Heart of the Valley YMCA operating on ‘tight budget’ as charitable donations and membership drop, funding is cut
MADISON COUNTY, Ala. (WHNT) – The Heart of the Valley YMCA is an $8 million-a-year operation. That may sound like a lot, but considering all they offer, the budget is tight.
Charitable donations and membership are down and city funding has been drastically cut.
Now, board members are considering how to cut costs without cutting valuable community programs. Programs like after school and day camp, swim lessons, day care at all three locations, T-ball, and soccer. They also include scholarships and prorated memberships for low-income families.
“It takes a lot of money to do all those things and do them well,” said Scott Seeley, Chairman of the Board of Directors.
The Madison City Council voted Tuesday evening to cut funding for the Hogan Family YMCA, allocating only $25,000 — 75% less than what they were granted two years ago.
“We had hoped to get $100,000 a year subject to their financial ability to provide that,” said Seeley. “They have challenges just like we do, so they have recently stepped that down based on their budget needs.”
While Seeley says they are working to find ways to absorb the losses, the organization is still feeling the pinch. In 2013, the Hogan Family YMCA provided more than $290,000 in financial assistance or scholarships to Madison residents.
Seeley admits the organization needs to put a greater emphasis on fundraising and garnering community charitable donations. They also have personnel challenges.
“We need to do some things in-house.
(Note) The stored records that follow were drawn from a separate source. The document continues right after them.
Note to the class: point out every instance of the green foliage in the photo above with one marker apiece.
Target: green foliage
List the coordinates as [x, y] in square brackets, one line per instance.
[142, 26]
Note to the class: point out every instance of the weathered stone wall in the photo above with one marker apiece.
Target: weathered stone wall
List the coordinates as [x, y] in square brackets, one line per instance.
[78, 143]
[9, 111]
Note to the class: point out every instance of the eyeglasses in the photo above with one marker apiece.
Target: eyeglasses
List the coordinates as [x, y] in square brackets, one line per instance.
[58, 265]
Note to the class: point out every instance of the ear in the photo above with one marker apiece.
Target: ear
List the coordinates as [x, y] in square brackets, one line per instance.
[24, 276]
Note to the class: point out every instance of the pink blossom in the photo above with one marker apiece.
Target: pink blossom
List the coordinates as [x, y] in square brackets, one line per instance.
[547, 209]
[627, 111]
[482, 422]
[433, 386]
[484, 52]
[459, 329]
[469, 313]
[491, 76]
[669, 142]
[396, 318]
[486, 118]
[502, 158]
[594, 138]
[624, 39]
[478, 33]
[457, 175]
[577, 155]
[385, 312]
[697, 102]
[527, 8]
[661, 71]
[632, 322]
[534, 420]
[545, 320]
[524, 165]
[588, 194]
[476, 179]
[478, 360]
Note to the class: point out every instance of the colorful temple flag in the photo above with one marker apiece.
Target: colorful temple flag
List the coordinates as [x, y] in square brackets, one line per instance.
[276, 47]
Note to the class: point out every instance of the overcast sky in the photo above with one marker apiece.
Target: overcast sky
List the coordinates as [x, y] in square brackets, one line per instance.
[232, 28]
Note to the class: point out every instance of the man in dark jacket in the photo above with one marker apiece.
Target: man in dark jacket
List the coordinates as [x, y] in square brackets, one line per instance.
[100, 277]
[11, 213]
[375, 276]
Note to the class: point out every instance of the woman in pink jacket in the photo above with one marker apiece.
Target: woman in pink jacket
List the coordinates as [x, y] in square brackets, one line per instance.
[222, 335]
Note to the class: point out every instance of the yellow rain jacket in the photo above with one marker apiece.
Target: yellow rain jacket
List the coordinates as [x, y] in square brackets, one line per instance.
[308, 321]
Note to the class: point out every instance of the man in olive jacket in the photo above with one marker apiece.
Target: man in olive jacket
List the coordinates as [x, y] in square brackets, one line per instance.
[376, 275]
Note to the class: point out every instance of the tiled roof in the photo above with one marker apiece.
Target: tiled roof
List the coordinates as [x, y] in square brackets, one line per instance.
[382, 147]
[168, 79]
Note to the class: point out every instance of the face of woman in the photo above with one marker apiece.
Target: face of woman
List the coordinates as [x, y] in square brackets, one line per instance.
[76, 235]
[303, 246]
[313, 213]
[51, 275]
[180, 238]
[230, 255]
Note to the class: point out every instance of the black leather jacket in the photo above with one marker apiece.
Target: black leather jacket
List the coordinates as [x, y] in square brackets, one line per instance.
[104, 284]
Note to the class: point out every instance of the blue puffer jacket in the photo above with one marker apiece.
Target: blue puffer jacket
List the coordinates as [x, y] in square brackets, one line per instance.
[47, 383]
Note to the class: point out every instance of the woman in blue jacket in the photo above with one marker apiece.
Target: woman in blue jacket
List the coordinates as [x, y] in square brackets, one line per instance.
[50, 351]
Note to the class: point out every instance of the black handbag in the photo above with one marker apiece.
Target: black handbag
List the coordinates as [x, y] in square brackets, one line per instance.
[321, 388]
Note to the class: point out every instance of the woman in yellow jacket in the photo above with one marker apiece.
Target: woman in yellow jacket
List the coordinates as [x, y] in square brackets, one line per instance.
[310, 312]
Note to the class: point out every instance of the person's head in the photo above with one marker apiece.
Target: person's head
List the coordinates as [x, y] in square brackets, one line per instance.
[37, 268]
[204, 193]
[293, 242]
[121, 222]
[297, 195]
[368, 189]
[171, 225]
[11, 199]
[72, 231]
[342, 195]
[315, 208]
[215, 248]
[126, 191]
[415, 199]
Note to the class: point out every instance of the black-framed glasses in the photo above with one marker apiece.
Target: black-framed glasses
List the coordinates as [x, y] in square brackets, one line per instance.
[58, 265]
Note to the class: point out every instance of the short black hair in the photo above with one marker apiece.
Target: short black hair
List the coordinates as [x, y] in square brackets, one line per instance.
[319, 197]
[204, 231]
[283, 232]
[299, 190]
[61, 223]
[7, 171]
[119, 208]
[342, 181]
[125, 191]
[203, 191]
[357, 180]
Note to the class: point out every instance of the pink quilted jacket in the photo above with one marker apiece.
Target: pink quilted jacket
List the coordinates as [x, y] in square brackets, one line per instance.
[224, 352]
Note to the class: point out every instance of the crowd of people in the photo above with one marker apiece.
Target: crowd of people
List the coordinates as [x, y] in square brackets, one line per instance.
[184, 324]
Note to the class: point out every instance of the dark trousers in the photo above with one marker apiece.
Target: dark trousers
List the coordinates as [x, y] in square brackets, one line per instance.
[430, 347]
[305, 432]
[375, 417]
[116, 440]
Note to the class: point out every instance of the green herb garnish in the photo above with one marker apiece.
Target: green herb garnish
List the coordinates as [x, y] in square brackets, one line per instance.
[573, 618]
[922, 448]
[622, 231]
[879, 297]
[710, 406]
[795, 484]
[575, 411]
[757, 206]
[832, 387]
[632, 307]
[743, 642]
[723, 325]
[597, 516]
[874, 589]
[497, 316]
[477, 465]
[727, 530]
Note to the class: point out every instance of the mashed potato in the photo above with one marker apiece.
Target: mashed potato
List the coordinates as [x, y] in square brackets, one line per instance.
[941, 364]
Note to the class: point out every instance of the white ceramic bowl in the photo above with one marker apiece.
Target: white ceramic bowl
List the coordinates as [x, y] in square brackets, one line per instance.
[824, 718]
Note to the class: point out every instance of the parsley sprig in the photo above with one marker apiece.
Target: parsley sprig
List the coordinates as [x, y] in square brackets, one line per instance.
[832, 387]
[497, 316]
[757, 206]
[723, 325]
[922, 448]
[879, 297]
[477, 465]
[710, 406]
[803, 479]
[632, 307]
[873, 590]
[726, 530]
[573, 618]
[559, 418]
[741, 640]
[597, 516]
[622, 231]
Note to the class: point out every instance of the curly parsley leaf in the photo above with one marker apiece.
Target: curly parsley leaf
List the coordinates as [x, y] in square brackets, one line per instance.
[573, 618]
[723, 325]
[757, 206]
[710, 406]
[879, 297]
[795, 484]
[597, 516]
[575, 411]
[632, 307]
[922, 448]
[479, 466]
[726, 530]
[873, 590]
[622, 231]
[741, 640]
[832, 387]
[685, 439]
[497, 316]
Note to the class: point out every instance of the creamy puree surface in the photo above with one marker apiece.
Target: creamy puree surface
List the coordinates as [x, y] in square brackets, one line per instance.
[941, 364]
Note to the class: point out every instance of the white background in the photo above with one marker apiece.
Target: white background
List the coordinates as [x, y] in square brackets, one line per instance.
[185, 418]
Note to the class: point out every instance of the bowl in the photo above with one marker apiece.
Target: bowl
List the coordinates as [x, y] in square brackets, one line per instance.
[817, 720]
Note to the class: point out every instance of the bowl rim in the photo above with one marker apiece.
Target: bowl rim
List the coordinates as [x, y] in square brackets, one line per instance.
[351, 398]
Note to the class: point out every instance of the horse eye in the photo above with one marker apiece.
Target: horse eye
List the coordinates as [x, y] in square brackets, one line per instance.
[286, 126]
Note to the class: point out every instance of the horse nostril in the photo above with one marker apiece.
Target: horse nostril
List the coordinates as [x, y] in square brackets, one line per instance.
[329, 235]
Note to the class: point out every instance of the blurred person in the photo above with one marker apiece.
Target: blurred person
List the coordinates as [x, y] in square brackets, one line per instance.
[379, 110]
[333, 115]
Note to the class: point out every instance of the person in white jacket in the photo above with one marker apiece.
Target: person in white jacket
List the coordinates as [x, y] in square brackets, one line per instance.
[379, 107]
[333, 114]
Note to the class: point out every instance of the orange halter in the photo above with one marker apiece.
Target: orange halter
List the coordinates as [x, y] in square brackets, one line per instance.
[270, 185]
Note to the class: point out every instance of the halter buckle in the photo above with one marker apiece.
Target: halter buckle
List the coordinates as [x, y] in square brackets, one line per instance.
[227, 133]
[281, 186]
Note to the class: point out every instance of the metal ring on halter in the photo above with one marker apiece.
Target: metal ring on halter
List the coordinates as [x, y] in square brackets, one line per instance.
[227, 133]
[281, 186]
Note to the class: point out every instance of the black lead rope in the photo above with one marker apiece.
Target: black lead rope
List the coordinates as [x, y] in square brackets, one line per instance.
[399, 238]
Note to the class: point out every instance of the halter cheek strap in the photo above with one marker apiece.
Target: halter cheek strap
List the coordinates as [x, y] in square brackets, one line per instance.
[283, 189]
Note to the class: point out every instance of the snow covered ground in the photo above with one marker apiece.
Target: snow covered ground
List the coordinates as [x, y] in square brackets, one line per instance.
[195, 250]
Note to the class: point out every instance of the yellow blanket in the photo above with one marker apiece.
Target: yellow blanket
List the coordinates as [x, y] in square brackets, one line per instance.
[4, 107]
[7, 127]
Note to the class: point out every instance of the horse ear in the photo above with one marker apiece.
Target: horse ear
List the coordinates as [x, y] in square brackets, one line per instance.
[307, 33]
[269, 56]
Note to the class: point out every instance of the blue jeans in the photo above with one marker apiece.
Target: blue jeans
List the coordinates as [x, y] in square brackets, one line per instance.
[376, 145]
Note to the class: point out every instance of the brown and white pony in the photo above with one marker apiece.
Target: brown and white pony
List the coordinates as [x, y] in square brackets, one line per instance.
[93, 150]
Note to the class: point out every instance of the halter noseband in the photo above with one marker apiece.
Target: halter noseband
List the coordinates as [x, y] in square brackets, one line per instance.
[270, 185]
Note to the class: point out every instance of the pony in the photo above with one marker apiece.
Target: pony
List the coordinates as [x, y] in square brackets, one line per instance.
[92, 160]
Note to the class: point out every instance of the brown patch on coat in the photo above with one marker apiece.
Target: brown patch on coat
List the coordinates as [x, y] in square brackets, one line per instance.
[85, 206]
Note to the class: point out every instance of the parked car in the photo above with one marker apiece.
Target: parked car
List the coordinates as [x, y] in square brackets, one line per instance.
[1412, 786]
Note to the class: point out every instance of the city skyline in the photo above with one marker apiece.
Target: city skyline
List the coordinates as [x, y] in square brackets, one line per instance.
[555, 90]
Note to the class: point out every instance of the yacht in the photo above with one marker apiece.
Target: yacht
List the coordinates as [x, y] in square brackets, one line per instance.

We need to get our staffing up to speed, we need to find a new CEO, we need to find an Executive Director in Madison,” listed Seeley. “I think our facilities have probably suffered a little bit in terms of maintenance, and we will address that as soon as possible.”
On July 1st, Heart of the Valley YMCA association President/Chief Executive Officer Scott T. Mounts retired. He came on as CEO and President of the Heart of the Valley YMCA in October of 2003.
Since his retirement the Board has launched a nationwide search for his replacement. Seeley expects they will begin the interview process next month.